À l’issue de l’avant-première lilloise, la salle était partagée sur le fait de savoir si le personnage interprété par Jeanne Balibar manifestait de l’emprise sur son amant (joué par Damien Bonnard), plus jeune, preuve que le film a su éviter nombre de facilités, offrant la peinture d’une relation finalement assez complexe, sans doute assez équilibrée, dans le cadre d’une rencontre qui est aussi celle de deux milieux et de deux mondes professionnels opposés (directrice DRH polyglotte sur plusieurs continents pour elle ; directeur de travaux dans le BTP pour lui, dans l’inconfortable position d’être l’interface entre les financiers et les ouvriers, aux intérêts pas toujours convergents) : amante et sans être maternante, Jeanne Balibar incarne une figure tutélaire qu’est content de trouver l’ancien architecte dans une position fragilisée, face à des contraintes paradoxales et infernales (faire vite et bien), dans un monde professionnel assez violent, attirant de nombreux prédateurs, certains étendant la corruption jusqu’à des échelons encore plus bas.

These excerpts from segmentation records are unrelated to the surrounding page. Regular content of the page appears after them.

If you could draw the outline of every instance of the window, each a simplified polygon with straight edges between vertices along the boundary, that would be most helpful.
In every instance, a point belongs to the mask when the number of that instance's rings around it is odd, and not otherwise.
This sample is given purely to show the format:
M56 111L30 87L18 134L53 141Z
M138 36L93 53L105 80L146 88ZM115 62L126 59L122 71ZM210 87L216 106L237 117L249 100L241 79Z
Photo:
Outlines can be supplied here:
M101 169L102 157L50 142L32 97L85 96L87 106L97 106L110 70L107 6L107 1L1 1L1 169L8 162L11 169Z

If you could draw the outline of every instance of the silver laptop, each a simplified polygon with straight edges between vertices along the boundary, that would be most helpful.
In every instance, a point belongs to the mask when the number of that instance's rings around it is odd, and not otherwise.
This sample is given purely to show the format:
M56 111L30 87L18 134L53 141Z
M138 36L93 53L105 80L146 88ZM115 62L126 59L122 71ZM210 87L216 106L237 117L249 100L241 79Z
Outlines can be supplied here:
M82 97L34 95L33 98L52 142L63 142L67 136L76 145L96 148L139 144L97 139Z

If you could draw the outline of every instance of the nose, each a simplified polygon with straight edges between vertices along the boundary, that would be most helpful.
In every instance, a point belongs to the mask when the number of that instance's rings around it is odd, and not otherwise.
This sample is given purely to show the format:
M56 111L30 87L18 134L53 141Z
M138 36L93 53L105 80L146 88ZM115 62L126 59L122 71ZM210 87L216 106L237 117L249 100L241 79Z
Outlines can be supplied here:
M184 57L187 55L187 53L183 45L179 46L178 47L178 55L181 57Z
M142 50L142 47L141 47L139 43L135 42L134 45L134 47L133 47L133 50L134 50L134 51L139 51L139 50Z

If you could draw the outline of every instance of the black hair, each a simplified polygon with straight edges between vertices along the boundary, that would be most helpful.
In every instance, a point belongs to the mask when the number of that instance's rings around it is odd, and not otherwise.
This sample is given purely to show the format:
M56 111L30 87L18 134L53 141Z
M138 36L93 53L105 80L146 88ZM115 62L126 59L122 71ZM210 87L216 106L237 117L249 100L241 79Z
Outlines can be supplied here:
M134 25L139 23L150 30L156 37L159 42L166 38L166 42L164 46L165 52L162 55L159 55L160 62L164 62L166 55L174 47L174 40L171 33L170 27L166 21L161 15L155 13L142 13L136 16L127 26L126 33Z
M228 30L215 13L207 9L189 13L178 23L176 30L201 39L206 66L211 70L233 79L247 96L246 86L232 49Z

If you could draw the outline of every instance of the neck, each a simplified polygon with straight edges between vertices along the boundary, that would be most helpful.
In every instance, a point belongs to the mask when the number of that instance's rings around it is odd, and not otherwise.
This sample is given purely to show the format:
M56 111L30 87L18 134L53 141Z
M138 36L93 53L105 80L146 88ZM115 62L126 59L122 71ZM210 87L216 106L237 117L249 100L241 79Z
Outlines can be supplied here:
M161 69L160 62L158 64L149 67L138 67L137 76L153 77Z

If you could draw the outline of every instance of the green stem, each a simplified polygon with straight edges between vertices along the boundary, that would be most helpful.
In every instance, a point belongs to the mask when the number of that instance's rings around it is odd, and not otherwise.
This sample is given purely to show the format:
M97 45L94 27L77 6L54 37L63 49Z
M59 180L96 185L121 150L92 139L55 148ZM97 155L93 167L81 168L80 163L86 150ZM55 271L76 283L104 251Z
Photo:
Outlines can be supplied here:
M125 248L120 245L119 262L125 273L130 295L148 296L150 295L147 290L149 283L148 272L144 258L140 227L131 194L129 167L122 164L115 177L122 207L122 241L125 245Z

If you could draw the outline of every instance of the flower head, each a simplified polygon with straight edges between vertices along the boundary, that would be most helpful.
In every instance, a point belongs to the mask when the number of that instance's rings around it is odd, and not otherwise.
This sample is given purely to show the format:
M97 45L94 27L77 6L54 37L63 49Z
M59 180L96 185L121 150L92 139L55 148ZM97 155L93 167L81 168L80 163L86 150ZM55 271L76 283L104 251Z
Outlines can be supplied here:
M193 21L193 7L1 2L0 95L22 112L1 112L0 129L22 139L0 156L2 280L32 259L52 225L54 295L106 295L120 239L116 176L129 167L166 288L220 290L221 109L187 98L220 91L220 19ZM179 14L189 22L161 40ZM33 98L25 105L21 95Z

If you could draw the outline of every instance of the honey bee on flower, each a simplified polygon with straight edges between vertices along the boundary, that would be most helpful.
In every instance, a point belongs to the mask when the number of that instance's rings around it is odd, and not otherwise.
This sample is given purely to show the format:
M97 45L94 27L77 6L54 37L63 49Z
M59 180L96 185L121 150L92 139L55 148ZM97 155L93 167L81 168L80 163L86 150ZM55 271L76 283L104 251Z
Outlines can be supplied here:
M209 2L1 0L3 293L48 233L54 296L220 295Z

Si le réalisateur a confessé avoir un peu changé et édulcoré le roman d’Éric Reinhardt (apparemment très sexuel), il offre un regard réaliste sur le monde du BTP, parfois cruel, mais parfois aussi assez solidaire, et parfois aussi à l’image d’un cinéma français assez paupérisé, et quand Sylvain Desclous remercie dans le générique les techniciens d’avoir accepté de signer l’annexe 3 (en gros, dispositif qui les rémunère moins), on repense à cette scène du film où le chef de chantier joué par Damien Bonnard demande à un peintre de faire plus d’heures sans être payé pour respecter.
En résumé, un bon film inquiet et assez juste, ancré dans un monde professionnel délaissé (le BTP) et une vie assez violente avec des mafieux en costumes-cravate. L’histoire d’amour est atypique, Jeanne Balibar conservant malgré l’âge une voix et un charme singulier. C’est aussi un film sur la création, et Damien Bonnard a su donner corps à l’énergie-passion.